Who knew we could transform the 2nd floor art gallery of a bank into our very own screening room? Well, we did! Out of necessity comes GREAT things!

It will give us great pride and pleasure to let director Chris Ordal and our distribution partner Shadow Distribution know about the success of last night’s film screening of Earthwork — we can’t wait to give them our update! Thank you ALL for coming out to support this great film AND sincere thanks to our venue hosts, Jeanne D’Arc Credit Union. An LFC shout out goes specifically to JDCU staff Steve and Bethany, who tended bar and welcomed our guests with big smiles. We were delighted to see bank President and CEO Mark Cochran in the house as well, enjoying the film and extending greetings.

Our thanks to Steve and Bethany, our smiling event hosts at Jeanne D'Arc Credit Union!

What we loved the most was that overwhelming sense of film community that came with each person that arrived. Greeting and welcoming our film guests  is one of our greatest joys, right up there with that moment when the lights go down and opening credits roll. Thank you to all our faithful ‘regulars’ for joining us and for bringing friends, and hearty thanks to all those first-timers who got a chance to see how we manage these fabulous guerilla-style screenings. Not having our own indie theater forces us to be creative, and last night, it worked out marvelously.

Happy movie-goers being charmed by the one-and-only Steve Jones, bartender extraordinaire!
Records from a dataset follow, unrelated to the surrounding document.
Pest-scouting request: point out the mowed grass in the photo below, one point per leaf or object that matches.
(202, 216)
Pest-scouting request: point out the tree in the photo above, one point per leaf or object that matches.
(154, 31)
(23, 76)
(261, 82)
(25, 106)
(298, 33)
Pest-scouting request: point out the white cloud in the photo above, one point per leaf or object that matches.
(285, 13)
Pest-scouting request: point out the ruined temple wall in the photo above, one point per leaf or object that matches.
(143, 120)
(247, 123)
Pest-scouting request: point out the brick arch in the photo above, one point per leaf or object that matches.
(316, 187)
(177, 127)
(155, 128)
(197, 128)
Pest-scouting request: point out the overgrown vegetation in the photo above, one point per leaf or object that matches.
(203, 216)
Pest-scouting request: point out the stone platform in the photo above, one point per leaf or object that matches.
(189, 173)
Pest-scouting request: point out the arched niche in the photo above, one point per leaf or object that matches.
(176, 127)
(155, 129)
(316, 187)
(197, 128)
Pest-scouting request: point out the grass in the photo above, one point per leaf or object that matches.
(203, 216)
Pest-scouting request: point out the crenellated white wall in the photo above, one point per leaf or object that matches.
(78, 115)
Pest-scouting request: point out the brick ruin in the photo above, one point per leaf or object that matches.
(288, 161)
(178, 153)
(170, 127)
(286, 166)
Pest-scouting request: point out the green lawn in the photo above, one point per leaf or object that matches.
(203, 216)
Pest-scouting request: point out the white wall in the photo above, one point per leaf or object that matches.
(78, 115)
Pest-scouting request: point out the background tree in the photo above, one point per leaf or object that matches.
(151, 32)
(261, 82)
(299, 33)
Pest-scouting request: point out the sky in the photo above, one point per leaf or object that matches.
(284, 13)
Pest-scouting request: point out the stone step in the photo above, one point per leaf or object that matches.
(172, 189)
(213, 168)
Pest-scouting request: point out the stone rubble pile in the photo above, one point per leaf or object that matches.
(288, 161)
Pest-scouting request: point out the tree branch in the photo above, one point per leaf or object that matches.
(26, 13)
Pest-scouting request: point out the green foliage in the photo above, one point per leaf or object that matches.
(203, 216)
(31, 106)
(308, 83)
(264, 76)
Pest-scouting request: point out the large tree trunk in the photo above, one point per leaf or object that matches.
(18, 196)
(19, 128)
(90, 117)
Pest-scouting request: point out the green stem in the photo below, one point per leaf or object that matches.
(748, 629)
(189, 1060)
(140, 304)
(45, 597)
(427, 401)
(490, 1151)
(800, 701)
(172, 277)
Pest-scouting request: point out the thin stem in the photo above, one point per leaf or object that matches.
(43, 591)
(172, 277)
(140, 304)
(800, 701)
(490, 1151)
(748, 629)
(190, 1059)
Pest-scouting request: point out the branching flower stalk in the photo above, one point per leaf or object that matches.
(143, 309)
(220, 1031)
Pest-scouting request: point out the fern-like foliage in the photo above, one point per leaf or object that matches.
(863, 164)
For those of you who couldn’t make it out, never fear, more film is on the horizon, including our Tuesday, October 18 screening of the Fulton & Pepe documentary on Terry Gilliam, Lost in La Mancha (the next film in our 2011 Film & the Arts Series), and our highly anticipated showing of Of Dolls and Murder on Tuesday, October 25. We’ve also got a treat coming up in late November that we’ll be sure to spring on you when the time is right!

The crowd patiently waits for movie time!

So thank you all once again for your support, whether by attending our screenings or helping to spread the word. Someday we hope to reward you with our OWN indie theater — till then, we’ll do our best to keep bringing great films to YOU at special places in and around the area. 

We hope to see you SOON at the movies!